Как оказалось, наш наставник исчез еще двое суток назад. Выяснилось это не сразу, потому что он не покидал своей норы иногда по нескольку дней. Его исчезновение обнаружил курьер, прибывший с пакетом из Центра. Он-то и заметил возле квартиры Рафаэля сигнал, свидетельствующий о том, что явка сгорела. Соседи рассказали, что позапрошлой ночью слышали какой-то шум. Одно было хорошо — Рафаэль успел поставить на стене дома знак и таким образом оповестить нас о провале. Более того, после первого допроса ему удалось переслать записку через одного полицейского, который нам симпатизировал. В записке Рафаэль сообщил, что его подвергают жестоким пыткам и что долго он не протянет. Стало очевидно, что ему придется дать кое-какие показания, поэтому нам следовало побыстрее куда-нибудь скрыться, а потом попытаться устроить ему побег.

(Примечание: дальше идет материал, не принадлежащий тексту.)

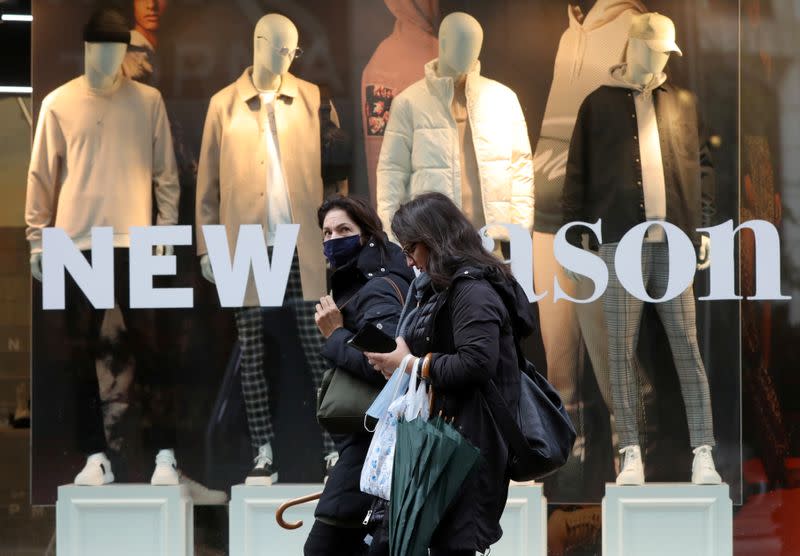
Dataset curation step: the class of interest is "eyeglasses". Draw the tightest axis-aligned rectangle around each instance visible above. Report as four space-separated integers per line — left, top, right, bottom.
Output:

Если же побег не удастся, то он погибнет, что для него, пожалуй, будет лучшим выходом.

Пока я читал записку, меня бросало то в жар, то в холод. Организовать побег — это слишком серьезное задание. Жаль, что среди нас уже не было ни Герберта, ни Сосы. Я немедленно отправился в штаб, наметив примерный план действий. Мне было понятно, почему Рафаэль решил пожертвовать именно этим домом: неподалеку располагались две наши базы, и местность вокруг мы знали как свои пять пальцев, а потому можно было рассчитывать на успех. Проблема состояла в том, сумеем ли мы так быстро собрать необходимые силы, чтобы вступить в схватку с полицией.

Разослав курьеров, я занялся организацией засады. У меня мороз побежал по коже, когда я узнал о потерях, которые понес наш штаб. Гран Гато в свое время в шутку называл его Пентагоном. В будущем нам предстояло организовать новый Центр, а сейчас нас интересовало другое: действует ли нынешний? Раз кто-то выдал Рафаэля и этот кто-то среди нас, то он может выдать и кого-то из нас.

Я с нетерпением ждал, когда прибудет подкрепление. Помимо моей группы, группы Рафаэля и еще трех ячеек (каждая насчитывала по пять человек) в городе действовали шесть групп, укомплектованных членами Молодежного союза, способностей которых мы не знали. Существовало еще объединение имени 12 Апреля, но никто из нас не имел ни малейшего представления о его численности. Надеяться на помощь со стороны крестьян не приходилось, поскольку они были от нас слишком далеко.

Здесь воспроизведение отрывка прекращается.